Ford Disagreed With Bush About Invading Iraq

When I first heard that Gerald Ford died yesterday, I'm not sure what I could have said that hasn't already been said through the thousands of blogs here. Ford was a moderate conservative who took over the White House under the worst of circumstances with Richard Nixon resigning, the Vietnam War tearing the country apart, and inflation starting to ravage the country. Ford's legacy was the single act of pardoning Richard Nixon for his involvement in the Watergate scandal, as a means to heal the country of this crisis.

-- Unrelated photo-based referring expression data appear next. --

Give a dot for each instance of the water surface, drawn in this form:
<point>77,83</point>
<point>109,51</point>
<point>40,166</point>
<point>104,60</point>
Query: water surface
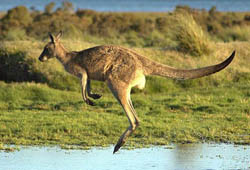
<point>174,157</point>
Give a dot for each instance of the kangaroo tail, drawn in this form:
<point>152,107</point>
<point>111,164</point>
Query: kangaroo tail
<point>154,68</point>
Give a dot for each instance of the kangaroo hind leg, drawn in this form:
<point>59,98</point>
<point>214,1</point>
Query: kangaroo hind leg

That is understandable.

Now we get this Washington Post story:

Former president Gerald R. Ford said in an embargoed interview in July 2004 that the Iraq war was not justified. "I don't think I would have gone to war," he said a little more than a year after President Bush launched the invasion advocated and carried out by prominent veterans of Ford's own administration.

In a four-hour conversation at his house in Beaver Creek, Colo., Ford "very strongly" disagreed with the current president's justifications for invading Iraq and said he would have pushed alternatives, such as sanctions, much more vigorously. In the tape-recorded interview, Ford was critical not only of Bush but also of Vice President Cheney -- Ford's White House chief of staff -- and then-Defense Secretary Donald H. Rumsfeld, who served as Ford's chief of staff and then his Pentagon chief.

"Rumsfeld and Cheney and the president made a big mistake in justifying going into the war in Iraq. They put the emphasis on weapons of mass destruction," Ford said. "And now, I've never publicly said I thought they made a mistake, but I felt very strongly it was an error in how they should justify what they were going to do."

In a conversation that veered between the current realities of a war in the Middle East and the old complexities of the war in Vietnam whose bitter end he presided over as president, Ford took issue with the notion of the United States entering a conflict in service of the idea of spreading democracy.

"Well, I can understand the theory of wanting to free people," Ford said, referring to Bush's assertion that the United States has a "duty to free people." But the former president said he was skeptical "whether you can detach that from the obligation number one, of what's in our national interest." He added: "And I just don't think we should go hellfire damnation around the globe freeing people, unless it is directly related to our own national security."

The Ford interview -- and a subsequent lengthy conversation in 2005 -- took place for a future book project, though he said his comments could be published at any time after his death.

If Ford knew that this war was going to be bad for the country, then why didn't he come out and publicly criticize the Bush administration for it? Why did he keep silent, when he knew this would be a disaster for the country? Two of Ford's former White House staffers--Cheney and Rumsfeld--were involved in the beginning on this war. And Ford kept silent on it. Ford may have been a decent president, but he is a failure as a statesman for blindly following this country down the cliff, when he knew better. Republican Party politics before policy--again!